Dozens of maths professors and teachers have warned a draft plan to fix the “unambitious” national maths curriculum will make it worse, devaluing basics such as times tables and introducing vague, untested fads.
In an open letter to the national curriculum authority, the mathematicians point out ambiguity, shallowness – there is no mention of key algebraic terms – and errors in the draft, such as asking students to investigate Fibonacci patterns in shells, which “simply do not exist”.
Sam Rogers, age 9, from St Charles Catholic Primary School in Waverley, is tutored in maths by Fay Ligonis from Super Kids Tutoring.Credit:Wolter Peeters
The letter has inflamed disagreement between mathematicians, who say the proposed changes to the curriculum are “confused and confusing”, and some teachers’ groups, who argue they will help students apply maths skills to their real lives.
Australian results in maths have declined further than any country but Finland since the Programme for International Student Assessment (PISA) began global tests in 2003. They are three years behind the top performer Singapore.
Education ministers have pointed to the review of the national maths curriculum as one of the solutions to the problem.
The draft curriculum reforms released by the Australian Curriculum, Assessment and Reporting Authority (ACARA) in April increase the emphasis on problem solving and “mathematising”, which involves interpreting situations mathematically.
The letter, signed by more than 40 people including maths professors from several universities, career mathematicians and teachers, said the existing curriculum was repetitious, unambitious and disconnected but the update was worse.
They said mathematising was “faddish”; the draft contained confusion and errors that a mathematician would have spotted; and that examples of real-life problem solving were unsolvable and of questionable teaching value.
The letter cites the re-badging of geometry as ‘space’ , under which students will focus less on abstract shapes and more on real-world context.
They criticised proposals to delay the teaching of key concepts such as linear equations (ax+b=c) and times tables, which were pushed from year 3 to 4 and were “framed in terms of patterns and strategies, with no emphasis on mastery,” the letter said.
“The further elimination and weakening of fundamental skills will contribute to the root cause of Australian students’ slipping in international comparisons: the students end up knowing less mathematics,” the letter said.
ACARA said the draft has borrowed from the Singapore curriculum.
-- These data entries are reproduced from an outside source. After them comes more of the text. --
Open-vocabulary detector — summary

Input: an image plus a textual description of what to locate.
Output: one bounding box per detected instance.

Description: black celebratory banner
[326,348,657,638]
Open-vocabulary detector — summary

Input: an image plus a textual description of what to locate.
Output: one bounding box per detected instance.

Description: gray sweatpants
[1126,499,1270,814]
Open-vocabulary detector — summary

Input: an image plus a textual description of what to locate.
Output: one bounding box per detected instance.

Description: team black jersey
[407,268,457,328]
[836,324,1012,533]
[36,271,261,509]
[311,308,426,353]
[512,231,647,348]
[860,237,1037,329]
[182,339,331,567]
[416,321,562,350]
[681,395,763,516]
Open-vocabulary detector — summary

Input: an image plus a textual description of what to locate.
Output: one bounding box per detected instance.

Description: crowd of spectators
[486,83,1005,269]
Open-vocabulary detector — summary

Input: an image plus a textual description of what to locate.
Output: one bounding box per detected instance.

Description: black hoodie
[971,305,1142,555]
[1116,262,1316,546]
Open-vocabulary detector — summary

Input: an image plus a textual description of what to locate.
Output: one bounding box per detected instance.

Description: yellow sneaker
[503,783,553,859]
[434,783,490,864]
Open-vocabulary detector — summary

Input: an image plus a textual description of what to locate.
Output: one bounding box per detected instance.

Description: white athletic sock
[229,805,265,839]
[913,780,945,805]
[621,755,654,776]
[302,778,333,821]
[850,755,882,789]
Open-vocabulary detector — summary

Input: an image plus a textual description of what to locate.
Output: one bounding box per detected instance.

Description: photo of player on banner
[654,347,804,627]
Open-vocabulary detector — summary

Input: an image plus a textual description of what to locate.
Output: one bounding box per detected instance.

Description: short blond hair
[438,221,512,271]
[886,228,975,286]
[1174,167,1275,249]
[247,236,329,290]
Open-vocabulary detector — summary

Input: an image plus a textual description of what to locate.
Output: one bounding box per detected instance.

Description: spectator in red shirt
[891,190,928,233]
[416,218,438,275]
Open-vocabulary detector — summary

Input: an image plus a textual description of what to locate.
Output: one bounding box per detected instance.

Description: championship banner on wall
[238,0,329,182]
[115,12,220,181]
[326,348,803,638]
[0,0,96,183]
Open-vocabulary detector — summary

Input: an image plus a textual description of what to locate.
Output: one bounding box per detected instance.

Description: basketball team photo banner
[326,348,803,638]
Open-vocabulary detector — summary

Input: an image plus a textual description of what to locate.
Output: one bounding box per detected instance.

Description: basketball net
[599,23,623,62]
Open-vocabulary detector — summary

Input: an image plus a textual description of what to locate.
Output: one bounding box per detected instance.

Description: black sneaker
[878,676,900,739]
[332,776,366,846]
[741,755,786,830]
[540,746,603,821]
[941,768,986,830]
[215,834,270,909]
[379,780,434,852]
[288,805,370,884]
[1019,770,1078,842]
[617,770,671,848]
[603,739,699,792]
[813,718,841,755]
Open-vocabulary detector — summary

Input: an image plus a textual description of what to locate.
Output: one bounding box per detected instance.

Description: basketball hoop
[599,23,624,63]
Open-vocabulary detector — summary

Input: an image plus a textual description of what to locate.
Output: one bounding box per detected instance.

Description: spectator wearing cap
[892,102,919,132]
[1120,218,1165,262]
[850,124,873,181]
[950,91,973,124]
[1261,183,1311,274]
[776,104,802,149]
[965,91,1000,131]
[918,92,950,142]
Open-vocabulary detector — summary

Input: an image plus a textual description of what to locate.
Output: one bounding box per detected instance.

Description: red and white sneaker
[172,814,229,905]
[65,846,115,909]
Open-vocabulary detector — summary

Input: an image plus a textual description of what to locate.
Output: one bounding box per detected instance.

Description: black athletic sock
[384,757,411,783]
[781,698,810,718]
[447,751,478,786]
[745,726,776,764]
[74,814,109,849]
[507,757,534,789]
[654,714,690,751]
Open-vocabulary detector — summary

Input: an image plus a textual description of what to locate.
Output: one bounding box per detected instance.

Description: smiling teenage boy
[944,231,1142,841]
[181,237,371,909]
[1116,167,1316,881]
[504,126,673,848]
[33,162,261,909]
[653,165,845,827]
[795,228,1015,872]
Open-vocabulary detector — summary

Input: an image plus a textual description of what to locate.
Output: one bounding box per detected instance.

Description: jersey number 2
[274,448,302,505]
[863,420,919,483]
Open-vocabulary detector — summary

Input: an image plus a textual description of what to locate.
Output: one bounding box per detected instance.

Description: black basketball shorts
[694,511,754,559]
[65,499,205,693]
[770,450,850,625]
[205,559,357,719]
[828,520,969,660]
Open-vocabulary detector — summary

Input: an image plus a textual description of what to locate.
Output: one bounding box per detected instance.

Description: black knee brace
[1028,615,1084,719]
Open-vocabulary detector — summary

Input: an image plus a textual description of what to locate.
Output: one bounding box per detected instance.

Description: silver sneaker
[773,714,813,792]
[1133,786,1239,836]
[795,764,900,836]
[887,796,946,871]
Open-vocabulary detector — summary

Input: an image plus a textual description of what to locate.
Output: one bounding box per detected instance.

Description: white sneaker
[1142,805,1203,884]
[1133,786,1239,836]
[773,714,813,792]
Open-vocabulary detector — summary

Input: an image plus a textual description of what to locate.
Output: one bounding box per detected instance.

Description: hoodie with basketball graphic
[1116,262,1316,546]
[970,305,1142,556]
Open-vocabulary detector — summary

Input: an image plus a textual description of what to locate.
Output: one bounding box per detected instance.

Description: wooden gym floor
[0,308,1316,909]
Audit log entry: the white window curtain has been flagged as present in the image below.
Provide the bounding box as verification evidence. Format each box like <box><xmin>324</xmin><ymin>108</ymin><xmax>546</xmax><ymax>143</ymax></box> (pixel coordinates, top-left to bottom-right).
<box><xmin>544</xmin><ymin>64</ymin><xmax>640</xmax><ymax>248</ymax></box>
But one of the letter’s signatories, maths teacher and University of NSW PhD candidate Greg Ashman, said students in Singapore learn times tables in year 2 and 3.
He said students in Singapore were expected to become fluent in, or master, their time tables. “We are moving in the opposite direction. There’s been a significant softening of times tables; a similar thing has happened to linear equations, which is the entry point to abstract maths,” he said.
Another signatory, University of NSW Emeritus Professor of Educational Psychology John Sweller, criticised the draft curriculum’s emphasis on inquiry learning, or the teaching philosophy that students learn better if they discover things themselves.
“As far as I’m aware, not a single [study] has indicated that if you work something out for yourself, you’ll remember it any better than if someone tells you,” he said. “Humans have evolved over endless generations to get information from each other.
However, the Australian Association of Mathematics Teachers chief executive Allan Dougan, supports the draft. He said maths knowledge was important, but “then there’s the next step, which is what [students] do with that”.
“It’s about us looking at how we equip our young people to go out and be effective users of maths in the 21st century, how to contribute to scientific research, the economy, to finance, it all requires maths to be used in different ways,” he said.
“Not every young person will be a mathematician. What we are trying to do is make sure that every young person has access to the mathematical knowledge and skills that will equip them for life beyond school.”
Fay Ligonis, a former primary school teacher who runs Super Kids Tutoring in Double Bay, supports teaching multiplication as early as possible, starting in kindergarten with language around “groups of” and using concrete materials and games in years 1 and 2.
She champions “talking in kids values” by relating multiplication back to every day events, such as shopping, and multiplying objects they are interested in.
“Taking that pressure off until they get to year 4 might be good but I definitely think they need to be exposed to that language earlier of multiplication,” she said. “And addition, you need to understand addition to understand multiplication.”
ACARA chief executive David de Carvalho said it was understandable teachers would have different perspectives on the curriculum.
“ACARA welcomes all views and will be carefully considering those contributions that are submitted through the consultation website in fulfilling the terms of reference given to us by Education Ministers,” he said.
NSW is working on its own maths curriculum, which is aligned with the national curriculum. A spokeswoman for the NSW Education Standards Authority said NESA was working closely with the education sectors to draft a response to the proposed revisions to the national curriculum.